Dow Agrosciences, maker of the insecticide, and the EPA argued to the court that although there were studies linking the product to bee deaths, they were not conclusive. That line of reasoning did not impress Schroeder, who wrote: “Neither logic nor precedent can sustain this position. We have previously held that an agency cannot rely on ambiguous studies as evidence of a conclusion that the studies do not support.”

 

The ruling supported the view of many environmentalists who believe the long-term effect of insecticides on entire bee colonies should be taken into account, not merely a dose of chemical on an individual bee.

 

“This is a huge opinion,” Peter Jenkins, an attorney for the Center for Food Safety, which has also sued the EPA over its regulation of neonicotinoids, told the Star-Tribune in Minneapolis. “There was not enough data that the EPA could point to support its conclusions.”

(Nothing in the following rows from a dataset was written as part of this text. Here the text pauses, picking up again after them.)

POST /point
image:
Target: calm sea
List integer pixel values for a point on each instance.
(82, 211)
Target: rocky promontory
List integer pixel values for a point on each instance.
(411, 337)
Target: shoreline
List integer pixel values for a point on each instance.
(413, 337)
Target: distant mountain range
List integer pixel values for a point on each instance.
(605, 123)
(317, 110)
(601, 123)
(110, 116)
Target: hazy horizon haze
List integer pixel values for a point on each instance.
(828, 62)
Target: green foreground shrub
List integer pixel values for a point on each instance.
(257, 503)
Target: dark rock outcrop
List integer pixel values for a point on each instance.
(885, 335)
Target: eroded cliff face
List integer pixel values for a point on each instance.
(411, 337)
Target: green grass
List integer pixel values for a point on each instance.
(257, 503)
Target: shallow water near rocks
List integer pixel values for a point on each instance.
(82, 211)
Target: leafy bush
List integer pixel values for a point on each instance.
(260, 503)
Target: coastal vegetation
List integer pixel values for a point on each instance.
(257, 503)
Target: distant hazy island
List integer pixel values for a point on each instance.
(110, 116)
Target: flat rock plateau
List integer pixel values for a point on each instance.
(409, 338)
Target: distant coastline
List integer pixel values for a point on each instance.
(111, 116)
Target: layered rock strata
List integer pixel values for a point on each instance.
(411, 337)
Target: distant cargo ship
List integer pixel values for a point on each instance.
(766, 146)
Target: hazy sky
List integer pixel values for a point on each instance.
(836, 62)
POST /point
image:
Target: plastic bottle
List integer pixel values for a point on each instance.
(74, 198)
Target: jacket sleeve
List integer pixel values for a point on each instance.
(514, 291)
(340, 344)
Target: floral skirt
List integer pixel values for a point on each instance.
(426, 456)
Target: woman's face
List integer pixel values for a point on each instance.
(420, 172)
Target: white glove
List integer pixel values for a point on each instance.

-Ken Broder, Noel Brinkerhoff

 

To Learn More:

Court Revokes Approval of Insecticide, Citing ‘Alarming’ Decline in Bees (by Maura Dolan and Geoffrey Mohan, Los Angeles Times)

Court Revokes EPA Approval of Insecticide Harmful To Bees (by Josephine Marcotty, Star Tribune)

Citing Bee Decline, Court Tosses Pesticide Approval (by Nick McCann, Courthouse News Service)

Pollinator Stewardship Council v. EPA (Ninth Circuit Court of Appeals) (pdf)

U.S. Ninth Circuit Reverses EPA’s OK of Pesticide that Is Destroying Honeybees (by Ken Broder, AllGov California)

Lawsuit Blames State Pesticide Agency Stalling in Honeybee Disaster (by Ken Broder, AllGov California)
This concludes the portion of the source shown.